We came home to play outside, bundled against the cold even as we engaged in springtime activies - blowing bubbles, drawing pictures with chalk, chasing tennis balls with the dog. Then we came upstairs to play before bathtime. Little One gravitates toward my closet, trying on shoes and pulling dresses from hangers that drape past her ankles.
"Here," I suggested when she stumbled over another dress. "Let's go strapless with one of my skirts." And I gathered extra fabric in a tiny clip when she emerged with the slip of white dotted with blue flowers flowing around her. "You're so pretty," I sighed, smoothing her hair and admiring eyes that look like mine. She plucked a scarf from a drawer and tied it about her neck. And she looked so elegant and grown up for a moment, turning to assess her reflection that I thought she was so full of promise and personality.
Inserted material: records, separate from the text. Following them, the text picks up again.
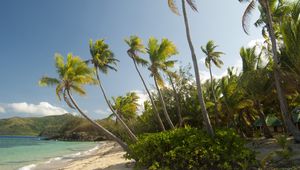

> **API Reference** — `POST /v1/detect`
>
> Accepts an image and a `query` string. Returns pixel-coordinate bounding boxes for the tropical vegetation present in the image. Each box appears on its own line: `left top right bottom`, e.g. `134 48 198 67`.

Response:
40 0 300 169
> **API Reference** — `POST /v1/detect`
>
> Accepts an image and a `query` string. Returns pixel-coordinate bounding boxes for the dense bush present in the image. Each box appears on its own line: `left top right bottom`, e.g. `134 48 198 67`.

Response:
126 127 256 170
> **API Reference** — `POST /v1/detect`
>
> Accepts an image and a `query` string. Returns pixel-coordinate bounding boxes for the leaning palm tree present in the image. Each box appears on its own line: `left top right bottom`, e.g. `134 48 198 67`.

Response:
165 71 183 127
125 36 165 131
239 47 272 138
90 39 137 141
239 0 300 142
147 37 178 129
110 92 139 122
39 54 128 150
201 40 224 123
168 0 214 136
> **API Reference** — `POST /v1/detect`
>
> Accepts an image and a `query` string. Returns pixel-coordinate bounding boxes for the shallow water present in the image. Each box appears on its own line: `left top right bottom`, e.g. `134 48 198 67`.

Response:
0 136 99 170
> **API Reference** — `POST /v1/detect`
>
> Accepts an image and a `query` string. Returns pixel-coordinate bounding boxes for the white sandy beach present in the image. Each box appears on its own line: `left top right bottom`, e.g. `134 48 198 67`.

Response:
28 141 133 170
61 142 132 170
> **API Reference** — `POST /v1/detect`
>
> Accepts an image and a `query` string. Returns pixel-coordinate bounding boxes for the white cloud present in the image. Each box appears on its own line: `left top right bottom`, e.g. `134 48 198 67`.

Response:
0 106 5 113
5 102 68 116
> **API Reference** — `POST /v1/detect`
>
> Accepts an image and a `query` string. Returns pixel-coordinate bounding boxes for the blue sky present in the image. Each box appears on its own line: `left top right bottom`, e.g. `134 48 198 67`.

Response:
0 0 261 118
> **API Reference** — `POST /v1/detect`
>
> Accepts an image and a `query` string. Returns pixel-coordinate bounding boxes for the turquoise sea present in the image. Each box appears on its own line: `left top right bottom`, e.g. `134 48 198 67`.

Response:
0 136 99 170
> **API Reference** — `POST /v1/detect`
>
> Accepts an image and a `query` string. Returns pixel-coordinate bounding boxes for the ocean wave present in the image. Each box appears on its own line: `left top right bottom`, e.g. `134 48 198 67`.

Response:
19 164 36 170
19 143 101 170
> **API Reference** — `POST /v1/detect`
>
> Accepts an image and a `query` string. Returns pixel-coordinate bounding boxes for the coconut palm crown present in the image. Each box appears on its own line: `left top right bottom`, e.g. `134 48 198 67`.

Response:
90 39 119 74
147 37 178 86
39 53 97 105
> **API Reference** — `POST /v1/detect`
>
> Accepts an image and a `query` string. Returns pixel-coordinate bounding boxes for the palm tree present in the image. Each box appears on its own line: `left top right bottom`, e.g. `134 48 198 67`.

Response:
39 54 128 150
201 40 224 123
90 39 137 141
239 47 272 138
239 0 300 142
165 72 183 127
111 92 139 122
168 0 214 136
125 36 165 131
147 37 178 129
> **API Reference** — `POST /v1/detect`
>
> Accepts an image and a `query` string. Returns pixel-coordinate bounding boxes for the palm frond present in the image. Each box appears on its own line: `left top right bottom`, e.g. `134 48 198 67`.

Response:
63 90 75 109
186 0 198 12
134 57 149 67
240 0 256 35
168 0 180 15
39 76 60 87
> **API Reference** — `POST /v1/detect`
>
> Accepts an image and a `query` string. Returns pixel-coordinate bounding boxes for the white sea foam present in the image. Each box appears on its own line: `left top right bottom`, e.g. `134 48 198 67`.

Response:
19 164 36 170
19 143 101 170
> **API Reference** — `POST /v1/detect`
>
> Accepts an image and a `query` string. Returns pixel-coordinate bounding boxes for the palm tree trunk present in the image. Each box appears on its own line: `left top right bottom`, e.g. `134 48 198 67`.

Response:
182 0 214 136
255 101 273 138
153 76 175 129
259 0 300 142
209 62 219 125
67 90 128 151
132 59 166 131
168 75 183 127
96 69 137 142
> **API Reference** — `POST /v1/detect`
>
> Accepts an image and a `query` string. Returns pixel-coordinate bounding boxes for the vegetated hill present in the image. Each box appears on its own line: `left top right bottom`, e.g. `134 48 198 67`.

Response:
0 114 104 140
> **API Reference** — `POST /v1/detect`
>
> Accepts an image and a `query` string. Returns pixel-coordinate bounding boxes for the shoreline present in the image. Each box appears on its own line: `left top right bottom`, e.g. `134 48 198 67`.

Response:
24 141 133 170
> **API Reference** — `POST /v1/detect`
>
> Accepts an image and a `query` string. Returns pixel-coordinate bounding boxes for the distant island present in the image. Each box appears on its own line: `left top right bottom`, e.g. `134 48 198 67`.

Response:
0 114 105 141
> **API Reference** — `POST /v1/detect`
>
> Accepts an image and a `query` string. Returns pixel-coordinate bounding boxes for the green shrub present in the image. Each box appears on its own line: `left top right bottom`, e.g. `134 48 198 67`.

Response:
126 127 256 170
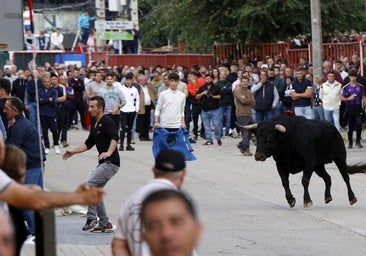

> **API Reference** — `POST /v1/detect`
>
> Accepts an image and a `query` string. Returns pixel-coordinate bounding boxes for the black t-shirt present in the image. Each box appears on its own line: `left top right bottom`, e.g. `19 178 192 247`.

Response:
85 115 120 166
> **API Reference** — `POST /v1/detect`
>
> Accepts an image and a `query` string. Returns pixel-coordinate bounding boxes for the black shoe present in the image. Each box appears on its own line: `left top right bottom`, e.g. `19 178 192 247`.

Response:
126 145 135 151
82 219 98 231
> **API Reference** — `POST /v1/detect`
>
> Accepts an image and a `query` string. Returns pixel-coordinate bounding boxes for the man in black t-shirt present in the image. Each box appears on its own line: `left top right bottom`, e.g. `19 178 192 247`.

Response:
63 96 120 232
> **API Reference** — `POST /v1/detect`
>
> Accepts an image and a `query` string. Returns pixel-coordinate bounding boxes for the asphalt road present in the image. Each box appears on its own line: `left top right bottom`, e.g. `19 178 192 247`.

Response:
20 130 366 256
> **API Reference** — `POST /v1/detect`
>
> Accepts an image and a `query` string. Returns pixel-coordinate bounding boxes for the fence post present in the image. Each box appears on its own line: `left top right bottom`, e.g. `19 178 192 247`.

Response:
34 209 56 256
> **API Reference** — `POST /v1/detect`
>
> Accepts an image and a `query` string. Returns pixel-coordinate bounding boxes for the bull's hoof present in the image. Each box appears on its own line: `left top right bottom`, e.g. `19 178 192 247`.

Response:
325 197 333 204
304 200 313 208
288 198 296 208
349 197 357 205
Smallest One emerged behind her sister, dancing around in one of my bras and I giggled at her, thinking her full of a rather different sort of personality. She has little of the quiet beauty of her sister but is stunning in her wit and daring, demanding attention and offering comments and throwing tantrums in the rare instance where she doesn't get her way.
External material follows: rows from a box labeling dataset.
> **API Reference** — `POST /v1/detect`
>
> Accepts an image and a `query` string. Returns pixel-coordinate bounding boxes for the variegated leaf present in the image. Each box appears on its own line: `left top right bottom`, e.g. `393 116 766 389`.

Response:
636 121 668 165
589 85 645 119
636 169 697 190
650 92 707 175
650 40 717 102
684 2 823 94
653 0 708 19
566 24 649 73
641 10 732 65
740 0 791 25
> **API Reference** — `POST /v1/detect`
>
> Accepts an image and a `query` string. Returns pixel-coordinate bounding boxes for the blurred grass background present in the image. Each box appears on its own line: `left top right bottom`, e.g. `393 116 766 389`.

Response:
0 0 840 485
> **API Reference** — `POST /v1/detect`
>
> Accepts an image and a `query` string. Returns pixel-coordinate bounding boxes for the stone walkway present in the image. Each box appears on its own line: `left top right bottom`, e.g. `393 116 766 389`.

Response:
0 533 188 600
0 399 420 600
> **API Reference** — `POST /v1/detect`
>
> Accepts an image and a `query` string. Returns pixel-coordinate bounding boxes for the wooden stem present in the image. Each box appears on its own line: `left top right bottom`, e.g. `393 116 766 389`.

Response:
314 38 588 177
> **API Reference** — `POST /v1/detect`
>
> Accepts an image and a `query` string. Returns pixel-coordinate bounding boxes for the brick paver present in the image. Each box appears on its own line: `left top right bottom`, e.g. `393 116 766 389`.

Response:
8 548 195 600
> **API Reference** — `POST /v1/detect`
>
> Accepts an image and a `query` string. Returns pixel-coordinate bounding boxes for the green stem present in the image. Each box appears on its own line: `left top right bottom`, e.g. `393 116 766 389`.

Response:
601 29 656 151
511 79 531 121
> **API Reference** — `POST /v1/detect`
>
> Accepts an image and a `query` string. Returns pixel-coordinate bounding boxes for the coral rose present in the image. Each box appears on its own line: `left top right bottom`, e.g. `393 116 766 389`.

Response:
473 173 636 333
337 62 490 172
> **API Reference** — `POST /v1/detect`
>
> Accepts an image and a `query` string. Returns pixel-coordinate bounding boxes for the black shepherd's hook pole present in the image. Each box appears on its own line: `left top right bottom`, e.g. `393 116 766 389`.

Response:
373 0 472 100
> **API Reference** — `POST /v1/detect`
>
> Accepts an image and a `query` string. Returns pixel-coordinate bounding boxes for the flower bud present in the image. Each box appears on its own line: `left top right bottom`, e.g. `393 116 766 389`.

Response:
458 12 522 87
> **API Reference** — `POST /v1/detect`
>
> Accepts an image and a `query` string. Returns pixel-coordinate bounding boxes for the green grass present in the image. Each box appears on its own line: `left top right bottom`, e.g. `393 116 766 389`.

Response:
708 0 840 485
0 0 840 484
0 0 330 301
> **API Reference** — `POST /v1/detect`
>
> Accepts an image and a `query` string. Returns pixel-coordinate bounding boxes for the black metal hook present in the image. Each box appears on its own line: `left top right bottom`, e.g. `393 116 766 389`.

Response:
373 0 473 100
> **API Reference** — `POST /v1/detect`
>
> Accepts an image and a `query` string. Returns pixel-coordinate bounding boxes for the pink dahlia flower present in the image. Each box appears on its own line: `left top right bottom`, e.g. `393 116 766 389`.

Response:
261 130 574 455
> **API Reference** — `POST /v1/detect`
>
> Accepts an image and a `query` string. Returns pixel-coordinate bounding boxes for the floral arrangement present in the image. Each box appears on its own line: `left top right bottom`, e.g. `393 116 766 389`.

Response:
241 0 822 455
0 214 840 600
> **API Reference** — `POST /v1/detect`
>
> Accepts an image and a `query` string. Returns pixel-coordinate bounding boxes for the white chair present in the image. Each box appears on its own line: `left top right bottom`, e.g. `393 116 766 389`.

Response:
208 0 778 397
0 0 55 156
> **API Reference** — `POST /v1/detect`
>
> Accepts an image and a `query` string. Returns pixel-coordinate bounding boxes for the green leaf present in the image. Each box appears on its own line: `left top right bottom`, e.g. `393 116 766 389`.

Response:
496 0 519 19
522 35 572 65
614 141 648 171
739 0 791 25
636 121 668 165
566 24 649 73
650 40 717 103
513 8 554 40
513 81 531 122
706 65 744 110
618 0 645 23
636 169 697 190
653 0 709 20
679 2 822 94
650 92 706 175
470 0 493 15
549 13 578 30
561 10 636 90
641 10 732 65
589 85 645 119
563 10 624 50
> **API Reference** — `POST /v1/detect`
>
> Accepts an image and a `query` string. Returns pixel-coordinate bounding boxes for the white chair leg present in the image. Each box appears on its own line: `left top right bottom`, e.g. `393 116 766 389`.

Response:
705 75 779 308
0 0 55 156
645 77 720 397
"I do not have huge boobs," I replied to Smallest One's comment, teasingly indignant. "And that's a perfectly nice bra," I decided of the white fabric. We played and laughed and made butterflies from toilet paper rolls.
"Girls," I offered a couple hours later. "I need to take a call for work. So can we play quietly now?" They agreed, hesitant to leave the room where I was and I felt a moment's guilt that I don't spend enough time with them. But I dialed the number and reclined on my pillows, focused mostly on my colleagues but keeping an eye on nieces prone to squabbles.
I nodded when Little One asked if she could play with the other phone in my room - it's Pottery Barn and very pretty but not currently plugged in. So she and Smallest took turns pushing buttons and holding the receiver to small ears.
"It's my turn to talk to work," Little One said, reaching for the phone and beginning to discuss schedules.
"I need to call work next," Smallest One demanded, folding her arms impatiently.
And I wanted to cover them with kisses for wanting to be like me - I was so honored that they want to wear my clothes and share components of my life and like coming to where I live. I'm not sure I'm the greatest of role models but there are pieces of who I am and what I do that are good. That could fit into what they see from the other women in their lives and see where everything fits together.
I just love them so much. And think they're so wonderful. And can't wait to watch them continue to grow up.